Kung Fu High School
- US issue cover
- Author: Ryan Gattis
- Cover artist: Marshall Arisman
- Language: English
- Subject: Action drama fiction
- Genre: Novel, Action fiction
- Publisher: Harvest Books
- Publication date: 2005
- Publication place: United States
- Pages: 288

= Kung Fu High School =

2005 novel by Ryan Gattis

Kung Fu High School is an action/romance novel written by Ryan Gattis, his second novel, and published by Harvest Books, a subsidiary of Harcourt Books. The book explores the mind of a young girl named Jen who, along with her brother Cue and legendary martial artist cousin, Jimmy Chang, attends Kung Fu High School, where a powerful drug kingpin named Ridley pits all students against each other in order to maintain control over his corrupt business he runs using the students he controls. Jimmy Chang, just having come from the most prestigious martial arts academy in Hong Kong with a record of 2,412 wins and zero losses and no hits scored on him on all of his tournaments, is pulled into the mess that is Kung Fu High School, and Jen's life. However, Jimmy has promised his mother never to engage in a fight, after leaving four thugs on the ground during an attempted assault. The only thing wrong with that promise, is the fact that Kung Fu High School's acceptance rule is to get "kicked in", a violent ritual where all students, being a martial artist in one way or another, gang up to beat on people, and nobody, not even the legendary Jimmy Chang, can get past this rule.

==Plot==
Jen, a teenage girl, and her brother Kyuzo, or Cue as she calls him, attend Martin Luther King High School, nicknamed "Kung Fu High School". However, due to the notorious Ridley's drug trafficking through the school, it has become a rundown war zone for both his workers and those who despise him. The only things these students at Kung Fu have in common are their ability to fight, or rather survive, and the fact that they've all been "kicked in". A welcoming practice at Kung Fu where students are beaten by everyone in order to teach them they are in the school.

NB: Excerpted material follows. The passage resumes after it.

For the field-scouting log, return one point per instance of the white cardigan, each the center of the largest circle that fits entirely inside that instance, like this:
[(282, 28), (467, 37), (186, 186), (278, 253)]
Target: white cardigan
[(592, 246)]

The story starts off with Jen living an already irregular life, having to literally put on armor before going to school. One day Jen's long-lost cousin Jimmy Chang arrives at her front door, sent by her late mother's sister.
==Film adaptation==
In October 2005 The Weinstein Company acquired the rights to the novel with Ernesto Foronda set to write the screenplay and Neal Edelstein and Mike Macari producing under their Macari/Edelstein production company.